Using simple donors to drive the equilibria of glycosyltransferase-catalyzed reactions

A systematic analysis of possible substrates for reverse glycosyltransferase reactions reveals thermodynamically favored pathways to the traditional 'activated' sugar donors, enabling high-yielding enzymatically coupled sugar transfers and a general colorimetric assay for sugar nucleotide formation and utilization. We report that simple glycoside donors can drastically shift the equilibria of glycosyltransferase-catalyzed reactions, transforming NDP-sugar formation from an endothermic to an exothermic process.
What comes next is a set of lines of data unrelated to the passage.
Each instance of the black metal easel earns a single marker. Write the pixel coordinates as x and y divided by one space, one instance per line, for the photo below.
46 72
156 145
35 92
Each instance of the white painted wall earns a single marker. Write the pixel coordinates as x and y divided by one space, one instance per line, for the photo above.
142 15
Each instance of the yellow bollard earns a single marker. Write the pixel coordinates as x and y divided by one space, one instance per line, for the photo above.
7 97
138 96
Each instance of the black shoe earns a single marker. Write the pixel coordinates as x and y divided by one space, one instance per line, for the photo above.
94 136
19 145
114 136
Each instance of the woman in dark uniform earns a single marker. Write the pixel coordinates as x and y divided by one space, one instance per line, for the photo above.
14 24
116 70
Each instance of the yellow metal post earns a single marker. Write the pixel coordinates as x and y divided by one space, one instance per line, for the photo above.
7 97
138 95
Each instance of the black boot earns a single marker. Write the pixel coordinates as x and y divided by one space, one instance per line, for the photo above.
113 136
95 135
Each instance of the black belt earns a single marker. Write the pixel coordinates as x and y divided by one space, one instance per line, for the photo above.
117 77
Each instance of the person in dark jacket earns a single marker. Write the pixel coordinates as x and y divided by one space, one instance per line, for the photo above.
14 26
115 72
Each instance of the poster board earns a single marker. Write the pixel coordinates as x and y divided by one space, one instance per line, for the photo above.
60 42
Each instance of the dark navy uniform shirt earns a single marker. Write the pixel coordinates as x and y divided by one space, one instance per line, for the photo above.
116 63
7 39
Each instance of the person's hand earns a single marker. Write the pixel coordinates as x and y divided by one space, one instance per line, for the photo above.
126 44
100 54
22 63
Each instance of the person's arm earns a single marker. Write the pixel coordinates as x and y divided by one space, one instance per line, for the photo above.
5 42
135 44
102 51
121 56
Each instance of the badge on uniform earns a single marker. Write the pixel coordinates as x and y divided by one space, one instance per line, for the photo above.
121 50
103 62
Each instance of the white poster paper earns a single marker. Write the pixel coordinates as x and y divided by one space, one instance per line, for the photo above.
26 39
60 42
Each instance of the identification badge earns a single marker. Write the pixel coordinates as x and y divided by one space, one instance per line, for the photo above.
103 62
To demonstrate the utility of this thermodynamic adaptability, we highlight the glycosyltransferase-catalyzed synthesis of 22 sugar nucleotides from simple aromatic sugar donors, as well as the corresponding in situ formation of sugar nucleotides as a driving force in the context of glycosyltransferase-catalyzed reactions for small-molecule glycodiversification. These simple aromatic donors also enabled a general colorimetric assay for glycosyltransfer, applicable to drug discovery, protein engineering and other fundamental sugar nucleotide–dependent investigations. This study directly challenges the general notion that NDP-sugars are 'high-energy' sugar donors when taken out of their traditional biological context.